Ok, but how do you know? Having been there would not count WP:NOR and the website is only a firts answer. Tikiwont 20:04, 26 January 2007 (UTC)[reply]
I don't follow. The WP:NOR page you reference states "Primary sources are documents or people very close to the situation you are writing about. An eyewitness account of a traffic accident is a primary source." Wouldn't the written contributions of "having been there" be an eyewitness account of PrinceCon I, or XVI, or XXXI? If not, what would be considered a reliable source? Alex.reutter 02:41, 28 January 2007 (UTC)[reply]
Never mind. I see the text "This January 2007 needs sources or references that appear in credible, third-party publications" at the top of the article. I see the general point in this, but it seems a difficult requirement to fulfill for a topic whose history is largely oral -- perhaps we could provide scans of the original convention books if Bob West still has copies, but no role-playing convention's early years are going to attract reporters, and only the largest (GenCon, et al) are likely to attract them in any year. Alex.reutter 02:54, 28 January 2007 (UTC)[reply]
Is this page notable? Has this Con received notice in publications not involved with it? Septentrionalis PMAnderson 00:14, 30 March 2007 (UTC)[reply]
I believe that there was some publication of early PrinceCon events (lists of awards, etc) in the mid/late 1970s vintage Quick Quincy Gazette publication, although since the QQG's publisher (Howard Mahler) was an early Con Director, there was clearly an affiliation between the QQG and PrinceCon. I'm fairly sure that there were some announcements in some "APA-DUD" newsletters, although this may have also been problemmatic in avoiding any affiliation, since IIRC the way (only way?) that one was able to receive an APA-DUD subscription was to contribute to it, so by definition, all subscribers were also writer affiliates. In general, there's a Catch-22 in that (particularly during its formative origins), the community simply was too small to not have affiliation with itself, and for today, because unlike GenCon, its not a Commercial enterprise, so it doesn't have significant marketing resources, media plans, etc, with which to generate 3rd Party Publications. Thus, its notoriety has been 3+ decades of a FRP Convention run by volunteers, which has probably made it the longest of its type that's been run by volunteers, and the second longest overall (behind GenCon). -hh (talk) 21:56, 24 March 2008 (UTC)[reply]

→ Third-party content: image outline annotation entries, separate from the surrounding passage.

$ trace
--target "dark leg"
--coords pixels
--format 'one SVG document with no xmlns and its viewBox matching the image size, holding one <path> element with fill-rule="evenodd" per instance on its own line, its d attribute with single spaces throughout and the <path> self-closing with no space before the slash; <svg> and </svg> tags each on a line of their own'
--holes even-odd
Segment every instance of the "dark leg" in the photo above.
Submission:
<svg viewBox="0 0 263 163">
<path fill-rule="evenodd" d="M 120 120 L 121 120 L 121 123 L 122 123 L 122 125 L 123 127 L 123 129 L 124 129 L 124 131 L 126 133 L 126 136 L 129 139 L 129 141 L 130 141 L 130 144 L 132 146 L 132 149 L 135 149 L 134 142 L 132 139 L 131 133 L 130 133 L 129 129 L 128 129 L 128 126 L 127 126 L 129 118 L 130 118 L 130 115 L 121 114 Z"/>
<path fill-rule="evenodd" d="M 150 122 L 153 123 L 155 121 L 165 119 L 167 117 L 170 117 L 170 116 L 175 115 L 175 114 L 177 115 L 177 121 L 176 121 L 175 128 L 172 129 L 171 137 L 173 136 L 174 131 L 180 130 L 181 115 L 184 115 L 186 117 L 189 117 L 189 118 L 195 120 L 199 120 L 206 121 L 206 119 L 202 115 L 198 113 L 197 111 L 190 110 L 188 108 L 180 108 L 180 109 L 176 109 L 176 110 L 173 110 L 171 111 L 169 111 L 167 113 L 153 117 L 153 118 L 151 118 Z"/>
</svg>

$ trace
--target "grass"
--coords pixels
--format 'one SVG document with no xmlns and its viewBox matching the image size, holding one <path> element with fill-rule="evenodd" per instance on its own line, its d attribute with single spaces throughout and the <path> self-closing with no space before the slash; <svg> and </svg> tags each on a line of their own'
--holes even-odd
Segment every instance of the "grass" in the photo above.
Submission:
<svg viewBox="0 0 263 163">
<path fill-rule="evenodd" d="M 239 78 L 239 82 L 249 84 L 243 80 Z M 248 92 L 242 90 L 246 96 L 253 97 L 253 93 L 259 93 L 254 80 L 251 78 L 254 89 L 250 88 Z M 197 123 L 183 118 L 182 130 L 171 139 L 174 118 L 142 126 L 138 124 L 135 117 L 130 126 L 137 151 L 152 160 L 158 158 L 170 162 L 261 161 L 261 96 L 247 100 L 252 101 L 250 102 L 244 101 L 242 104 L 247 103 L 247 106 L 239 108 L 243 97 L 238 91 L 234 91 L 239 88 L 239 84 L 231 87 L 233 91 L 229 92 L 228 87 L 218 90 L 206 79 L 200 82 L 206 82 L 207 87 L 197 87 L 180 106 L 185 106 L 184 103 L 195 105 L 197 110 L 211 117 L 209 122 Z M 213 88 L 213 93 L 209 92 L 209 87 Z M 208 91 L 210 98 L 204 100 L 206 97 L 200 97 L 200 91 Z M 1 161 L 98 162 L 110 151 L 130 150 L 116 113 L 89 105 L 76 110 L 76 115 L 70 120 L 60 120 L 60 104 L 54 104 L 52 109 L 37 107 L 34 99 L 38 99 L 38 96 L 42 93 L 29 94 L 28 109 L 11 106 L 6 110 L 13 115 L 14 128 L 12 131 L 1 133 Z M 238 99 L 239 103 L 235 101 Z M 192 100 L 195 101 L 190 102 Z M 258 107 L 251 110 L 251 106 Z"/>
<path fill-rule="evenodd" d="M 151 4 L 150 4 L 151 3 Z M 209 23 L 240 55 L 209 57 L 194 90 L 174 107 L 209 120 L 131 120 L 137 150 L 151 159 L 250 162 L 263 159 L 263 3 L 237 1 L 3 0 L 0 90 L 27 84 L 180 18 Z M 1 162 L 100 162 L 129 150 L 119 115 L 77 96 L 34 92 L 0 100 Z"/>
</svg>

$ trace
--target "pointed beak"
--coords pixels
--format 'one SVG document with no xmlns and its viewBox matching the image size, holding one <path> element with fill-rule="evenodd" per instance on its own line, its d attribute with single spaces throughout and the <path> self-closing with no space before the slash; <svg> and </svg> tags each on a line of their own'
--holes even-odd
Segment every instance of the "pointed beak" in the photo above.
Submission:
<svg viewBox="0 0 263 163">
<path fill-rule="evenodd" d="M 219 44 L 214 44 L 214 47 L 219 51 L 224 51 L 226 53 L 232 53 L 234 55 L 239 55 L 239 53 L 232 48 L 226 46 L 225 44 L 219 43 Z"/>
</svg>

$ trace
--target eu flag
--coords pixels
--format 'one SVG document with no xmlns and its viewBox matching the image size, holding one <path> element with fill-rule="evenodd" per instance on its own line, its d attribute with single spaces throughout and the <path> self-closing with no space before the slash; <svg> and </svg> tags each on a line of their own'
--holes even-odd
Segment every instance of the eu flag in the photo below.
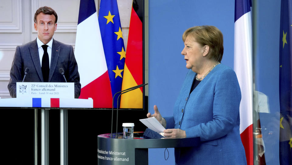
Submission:
<svg viewBox="0 0 292 165">
<path fill-rule="evenodd" d="M 292 4 L 282 0 L 280 27 L 279 91 L 280 96 L 280 164 L 292 164 L 292 106 L 291 48 Z"/>
<path fill-rule="evenodd" d="M 98 22 L 113 96 L 121 90 L 126 50 L 116 0 L 100 2 Z M 116 107 L 117 97 L 114 98 Z"/>
</svg>

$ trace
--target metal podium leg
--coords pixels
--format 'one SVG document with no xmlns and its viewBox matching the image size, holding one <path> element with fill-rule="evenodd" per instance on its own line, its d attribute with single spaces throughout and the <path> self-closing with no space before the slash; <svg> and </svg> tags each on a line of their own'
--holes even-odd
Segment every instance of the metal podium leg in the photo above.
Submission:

I've added a bit of game mechanics history; will need to scan a few pages from the relevant historical Conbooks in order to attribute properly. Short list items are:

PrinceCon III Conbook: MU Spell Point; Clerical Prayer Point. Check for percentile-based Hits & Saving Throws

PrinceCon VI Conbook: nothing specific; maybe "Convention Play" configuration of packs? This also might have been when money disappeared.

PrinceCon VIII: Nothing specific; first Conbook in the new format? Elimination of Allignment? Elimination of Thieves/Intro Scouts?

PrinceCon IX: Intro of Clerical Religions. May have also been first Meta-Theme year?